Ask Colin

What PE ratio and Dividend Yield would represent a margin of safety in Resources stocks?

It is my view that price earnings (PE) multiples and dividend yields are not a good way to value resources stocks.

In simple terms, in an industrial company, there is an implicit assumption that the earnings can be maintained into the future. The whole focus of security analysis fundamental analysis) is to calculate the maintainable earnings of an industrial company. Because it makes things or supplies services to meet an ongoing need and it is assumed that the profit is maintainable almost indefinitely. This makes use of a heuristic (rule of thumb) like PE multiple or dividend yield a valid way to get a measure of relative value and hence the margin of safety.

However, resources companies are quite different. In general terms, they are exploiting a wasting asset. Also, demand for most resources tends to be very cyclical. This means that there is not a level of earnings that we can confidently expect to extend into the future almost infinitely like an industrial company. It is more appropriate with a resources company to forecast not the maintainable earnings, but the future cash flow, earnings or dividend streams. To arrive at a present value, we would then discount that cash flow, earnings or dividend streams. This is quite a different proposition.

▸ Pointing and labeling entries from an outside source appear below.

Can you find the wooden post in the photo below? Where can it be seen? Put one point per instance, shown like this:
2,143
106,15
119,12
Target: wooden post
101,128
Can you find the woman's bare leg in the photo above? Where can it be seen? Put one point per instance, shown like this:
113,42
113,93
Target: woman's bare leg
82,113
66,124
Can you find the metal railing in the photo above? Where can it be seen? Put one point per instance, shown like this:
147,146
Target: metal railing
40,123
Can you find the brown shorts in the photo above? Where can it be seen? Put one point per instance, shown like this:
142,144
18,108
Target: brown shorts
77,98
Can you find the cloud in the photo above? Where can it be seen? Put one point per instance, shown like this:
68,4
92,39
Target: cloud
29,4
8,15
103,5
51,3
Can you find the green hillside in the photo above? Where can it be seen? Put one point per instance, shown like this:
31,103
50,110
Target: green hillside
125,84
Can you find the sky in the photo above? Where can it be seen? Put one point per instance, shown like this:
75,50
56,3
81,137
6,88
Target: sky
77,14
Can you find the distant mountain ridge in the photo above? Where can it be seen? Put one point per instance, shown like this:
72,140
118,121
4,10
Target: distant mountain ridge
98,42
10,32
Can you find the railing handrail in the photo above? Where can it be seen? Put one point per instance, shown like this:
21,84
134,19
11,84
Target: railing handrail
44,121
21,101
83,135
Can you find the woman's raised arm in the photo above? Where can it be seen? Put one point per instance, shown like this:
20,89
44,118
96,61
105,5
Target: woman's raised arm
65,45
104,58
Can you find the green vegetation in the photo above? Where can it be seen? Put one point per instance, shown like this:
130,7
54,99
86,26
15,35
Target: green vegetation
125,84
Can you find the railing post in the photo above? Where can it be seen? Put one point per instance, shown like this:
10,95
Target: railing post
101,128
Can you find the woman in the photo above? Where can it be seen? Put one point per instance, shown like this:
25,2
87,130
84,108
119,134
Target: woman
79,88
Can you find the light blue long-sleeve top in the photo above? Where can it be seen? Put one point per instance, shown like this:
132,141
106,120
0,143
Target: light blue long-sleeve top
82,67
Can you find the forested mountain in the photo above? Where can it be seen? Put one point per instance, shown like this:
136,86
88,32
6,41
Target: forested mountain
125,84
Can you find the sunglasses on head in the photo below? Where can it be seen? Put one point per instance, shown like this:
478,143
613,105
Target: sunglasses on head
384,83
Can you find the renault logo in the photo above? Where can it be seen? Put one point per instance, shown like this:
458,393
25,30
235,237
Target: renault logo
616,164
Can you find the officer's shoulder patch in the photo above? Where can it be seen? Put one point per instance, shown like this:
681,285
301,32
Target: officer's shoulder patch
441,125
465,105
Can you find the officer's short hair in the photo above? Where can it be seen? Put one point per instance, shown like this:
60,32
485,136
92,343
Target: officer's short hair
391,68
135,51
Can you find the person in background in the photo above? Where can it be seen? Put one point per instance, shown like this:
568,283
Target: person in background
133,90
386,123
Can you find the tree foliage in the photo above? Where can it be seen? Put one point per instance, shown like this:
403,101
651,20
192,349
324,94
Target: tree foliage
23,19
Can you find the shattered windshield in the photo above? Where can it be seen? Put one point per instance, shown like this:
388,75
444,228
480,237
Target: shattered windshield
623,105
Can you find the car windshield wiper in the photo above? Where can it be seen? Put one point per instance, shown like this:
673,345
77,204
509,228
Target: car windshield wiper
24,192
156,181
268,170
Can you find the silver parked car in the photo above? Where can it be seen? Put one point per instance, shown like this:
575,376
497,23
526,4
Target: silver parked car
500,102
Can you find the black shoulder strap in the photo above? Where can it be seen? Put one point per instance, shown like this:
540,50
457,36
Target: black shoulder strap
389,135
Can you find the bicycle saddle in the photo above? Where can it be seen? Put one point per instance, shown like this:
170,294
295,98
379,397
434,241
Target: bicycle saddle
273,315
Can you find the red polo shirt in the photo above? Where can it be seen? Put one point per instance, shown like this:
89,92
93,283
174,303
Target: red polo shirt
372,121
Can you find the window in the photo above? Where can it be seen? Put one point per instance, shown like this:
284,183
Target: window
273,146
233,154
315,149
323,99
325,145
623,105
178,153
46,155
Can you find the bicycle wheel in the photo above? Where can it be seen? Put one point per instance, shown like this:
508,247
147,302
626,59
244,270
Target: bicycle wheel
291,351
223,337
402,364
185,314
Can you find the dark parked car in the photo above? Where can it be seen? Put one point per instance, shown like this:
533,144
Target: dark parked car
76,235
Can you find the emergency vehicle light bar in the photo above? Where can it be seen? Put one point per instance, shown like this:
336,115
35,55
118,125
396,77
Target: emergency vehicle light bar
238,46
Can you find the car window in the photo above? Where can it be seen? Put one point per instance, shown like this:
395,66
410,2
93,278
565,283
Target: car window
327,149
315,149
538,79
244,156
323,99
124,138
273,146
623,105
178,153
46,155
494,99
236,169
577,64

Put it this way: If you buy an industrial company for 10 times earnings, you can expect to get your money back in earnings in ten years. However, if a resources company is mining a deposit which will be exhausted in three years, paying ten times earnings for it might be speculative to say the least. Of course, it may find more deposits or lots of other things, but ... There are many more "ifs" and "buts" that make the task far more difficult and speculative.